To be more precise, my car uses a 3 axis magnetometer, not a compass. A compass is a magnetized needle that swings under influence of the earth's magnetic field until it aligns itself along the N/S lines of force. The magnetometer in my car, however, contains three sensors that sense the relative strength of the magnetic field in three perpendicular axes; X, Y and Z. The some of these three readings then form a vector that supposed to point in the direction as a compass needed. However, how well this works depends on several things. First, it assumes that all three magnetic sensors are all functionally equivalent and would all return the same reading if their positions in the device were interchanged. However, due to manufacturing tolerances and variations, this is usually not true.
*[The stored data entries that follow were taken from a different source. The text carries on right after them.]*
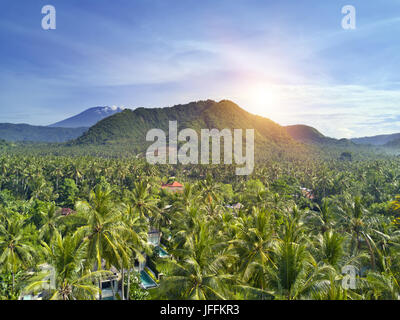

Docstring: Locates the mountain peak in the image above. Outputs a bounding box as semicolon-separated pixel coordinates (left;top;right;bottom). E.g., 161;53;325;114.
49;106;125;128
74;99;304;161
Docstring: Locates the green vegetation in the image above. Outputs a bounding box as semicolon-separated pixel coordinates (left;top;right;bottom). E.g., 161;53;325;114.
0;151;399;300
285;124;336;144
0;100;399;300
74;100;306;161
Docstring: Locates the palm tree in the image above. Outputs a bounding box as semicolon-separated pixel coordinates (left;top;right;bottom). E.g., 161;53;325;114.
75;184;131;300
119;203;150;300
175;184;200;211
127;181;159;219
365;271;400;300
158;220;234;299
0;216;35;295
311;270;364;300
337;195;378;269
37;202;62;243
265;240;331;300
24;231;109;300
315;231;345;268
198;174;221;205
309;198;335;234
229;208;276;295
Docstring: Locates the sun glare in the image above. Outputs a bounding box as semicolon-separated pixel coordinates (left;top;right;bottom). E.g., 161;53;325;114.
244;83;282;119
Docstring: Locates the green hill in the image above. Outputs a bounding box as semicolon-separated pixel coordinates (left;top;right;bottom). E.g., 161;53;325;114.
0;124;88;143
352;133;400;146
384;138;400;148
75;100;307;159
285;124;355;147
285;125;328;143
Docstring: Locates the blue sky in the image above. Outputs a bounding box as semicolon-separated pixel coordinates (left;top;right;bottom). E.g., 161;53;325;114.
1;0;400;138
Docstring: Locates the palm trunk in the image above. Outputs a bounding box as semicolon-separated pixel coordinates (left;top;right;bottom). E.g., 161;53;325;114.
356;232;361;252
121;269;125;300
111;280;115;299
127;270;131;300
261;283;264;300
363;233;376;270
98;279;102;300
12;272;15;295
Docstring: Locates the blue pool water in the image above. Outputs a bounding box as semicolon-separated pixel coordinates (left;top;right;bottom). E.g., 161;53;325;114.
140;270;157;289
158;246;169;258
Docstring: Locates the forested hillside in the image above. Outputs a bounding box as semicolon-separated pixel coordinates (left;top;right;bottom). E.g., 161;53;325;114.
74;100;307;160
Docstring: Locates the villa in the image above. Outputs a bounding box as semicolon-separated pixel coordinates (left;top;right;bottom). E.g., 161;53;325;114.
301;187;316;200
97;265;122;300
226;203;243;210
97;228;170;299
60;208;75;216
161;181;184;193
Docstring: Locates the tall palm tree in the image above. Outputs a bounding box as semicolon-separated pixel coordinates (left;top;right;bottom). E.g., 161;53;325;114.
0;216;35;295
119;203;150;299
24;231;109;300
37;202;62;243
265;240;331;300
309;198;335;234
75;185;130;280
158;220;234;299
127;181;159;219
315;231;345;268
311;270;364;300
198;174;221;205
230;208;276;294
337;195;378;269
365;271;400;300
So, as a first step, we need some way to compensate for these differences. Second, the big permanent magnet motor at the rear of the car does exert a distorting effect on the Earth's magnetic field, as do the other magnetic components in the car.
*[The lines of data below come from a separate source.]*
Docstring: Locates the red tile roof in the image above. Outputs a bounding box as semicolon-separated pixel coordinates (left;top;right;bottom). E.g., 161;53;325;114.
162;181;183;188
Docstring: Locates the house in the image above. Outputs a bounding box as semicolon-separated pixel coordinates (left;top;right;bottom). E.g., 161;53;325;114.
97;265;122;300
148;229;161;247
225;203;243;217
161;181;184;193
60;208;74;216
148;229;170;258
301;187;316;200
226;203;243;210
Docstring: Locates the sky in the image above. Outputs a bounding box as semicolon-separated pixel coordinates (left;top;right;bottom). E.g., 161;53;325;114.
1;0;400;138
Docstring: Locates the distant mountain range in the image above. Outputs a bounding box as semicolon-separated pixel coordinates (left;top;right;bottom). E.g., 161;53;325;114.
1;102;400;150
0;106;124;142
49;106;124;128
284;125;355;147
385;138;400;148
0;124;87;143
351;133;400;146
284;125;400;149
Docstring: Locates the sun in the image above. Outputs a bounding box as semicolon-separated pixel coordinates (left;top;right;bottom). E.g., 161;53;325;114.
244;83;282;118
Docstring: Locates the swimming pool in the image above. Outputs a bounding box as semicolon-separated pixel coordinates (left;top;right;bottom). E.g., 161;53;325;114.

One easy way to visualize the effect of all these distortions is to spin the magnetometer around, for example, the Z axis while recording the values returned by the X and Y sensors. I did this using my original HMC5883L magnetometer, then used Excel to display an X/Y point plot of the data. If the magnetometer was properly calibrated, the result should have been a circle centered on the X/Y axes. Instead, this is what I got:
As you can see, the circle is not centered on X and Y but is, instead, shifted down and to the left. So, this started to explain some of my car's erratic behavior. However, this data was gathered on my desktop with the HMC5883L magnetometer no where near the big PM motor in the car. So, the next step was to perform the same check using the new magnetometer contained in the LSM303DLM chip in the Pololu MinIMU-9. I was very curious to see what this test would show, as the car had seemed to perform worse once I replaced the HMC5883L with the MinIMU-9 and had gone to all the trouble of adding in the complex code needed to perform tilt compensation. The result was more surprising than I expected:
As the plot shows, the origin was outside the circle formed by the X/Y readings! So, it was instantly clear why car performed worse with this new magnetometer. In thinking about the graph, I realized that my car's motor was located to the left rear of the car, so it seems quite likely that this explains the distortion. Fortunately, the fix is rather easy, I simply calculate the offset from the origin and subtract it from the readings before performing the trigonometric math needed to compute the compass heading.